It’s not just playing around with programmatic advertising. The company’s moving to cut out ad tech vendors that take fees only to impede the process of programmatic advertising. As part of its launch, it’s creating its own supply-side platform – something ad tech publishers use to maximize the value of impressions, but don’t own.
Concert has had a programmatic offering, but its primary focus has been managed services until now. The company also said it’s strengthening its role in the programmatic space with hopes of making it a larger share of its business. As quoted by Digiday, AJ Frucci said,
“Owning our technology allows us to be masters of our domain. Having a non-standard ad product that’s reliant on third-party technologies always puts our own product roadmap at risk.”

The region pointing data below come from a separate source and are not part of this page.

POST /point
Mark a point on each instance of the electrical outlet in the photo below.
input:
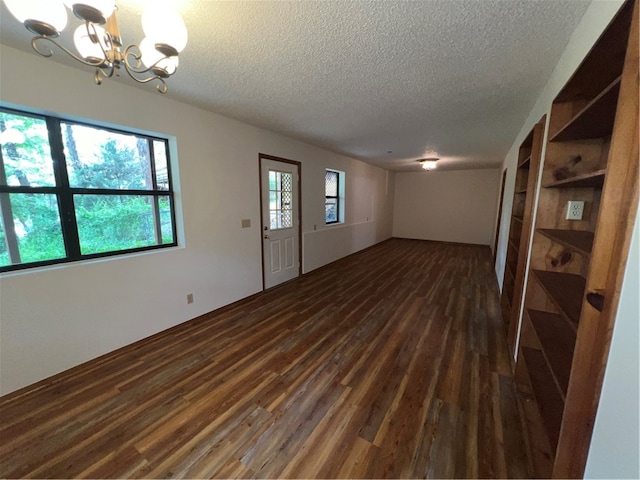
(575, 208)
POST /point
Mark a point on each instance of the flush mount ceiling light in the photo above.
(428, 163)
(98, 40)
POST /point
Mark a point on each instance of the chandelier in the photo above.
(98, 42)
(428, 163)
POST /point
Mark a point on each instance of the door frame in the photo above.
(299, 200)
(495, 241)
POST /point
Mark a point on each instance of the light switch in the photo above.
(575, 208)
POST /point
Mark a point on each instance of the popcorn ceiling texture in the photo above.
(447, 78)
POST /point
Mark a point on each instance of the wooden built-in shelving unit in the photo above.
(526, 184)
(576, 266)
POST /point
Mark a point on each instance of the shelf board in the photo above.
(565, 289)
(558, 341)
(595, 120)
(514, 245)
(591, 179)
(548, 398)
(607, 56)
(525, 163)
(577, 240)
(512, 270)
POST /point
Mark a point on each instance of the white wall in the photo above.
(615, 443)
(449, 206)
(54, 318)
(614, 446)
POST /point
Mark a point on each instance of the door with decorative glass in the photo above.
(280, 220)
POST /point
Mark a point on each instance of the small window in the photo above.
(280, 200)
(332, 188)
(70, 191)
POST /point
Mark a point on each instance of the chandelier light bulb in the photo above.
(91, 49)
(150, 56)
(43, 17)
(429, 164)
(164, 25)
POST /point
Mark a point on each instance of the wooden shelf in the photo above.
(558, 341)
(550, 403)
(525, 163)
(514, 245)
(605, 60)
(595, 120)
(577, 240)
(565, 289)
(585, 180)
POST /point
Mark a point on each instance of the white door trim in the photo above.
(263, 156)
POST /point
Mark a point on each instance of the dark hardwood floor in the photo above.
(391, 363)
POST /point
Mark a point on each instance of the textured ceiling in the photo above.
(448, 78)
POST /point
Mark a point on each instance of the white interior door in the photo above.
(280, 221)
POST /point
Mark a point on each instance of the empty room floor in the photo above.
(390, 363)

Recently, government bodies slammed tech giants like Google and Apple for misconduct on the part of their DSPs and SSPs as well as data misuse. Vox Media, however, believes it has an edge in the space where its SSP will offer a “more direct path” between the marketplace and the advertisers as most, if not all, of the ecosystem, is owned by third-party ad tech middlemen built to commoditize scale.
The Concert SSP will enhance the buying experience for programmatic advertisers, improving performance and efficiency. The SSP offers increased viewability controls, as well as a significant increase in access to scale across Concert’s marketplace, allowing advertisers to reach a broader set of their desired audience in one place.
Meanwhile, the Trade Desk Publisher Inventory Development Will Dorothy commented that brands will have the benefits of scale and efficiency that come with programmatic buying, while safely leveraging valuable first-party data anchored in Unified ID 2.0.
“Our partnership with Vox Media will provide advertisers access to premium content in a way that hasn’t been done before across Concert’s entire portfolio of trusted publishers, through the Concert SSP.”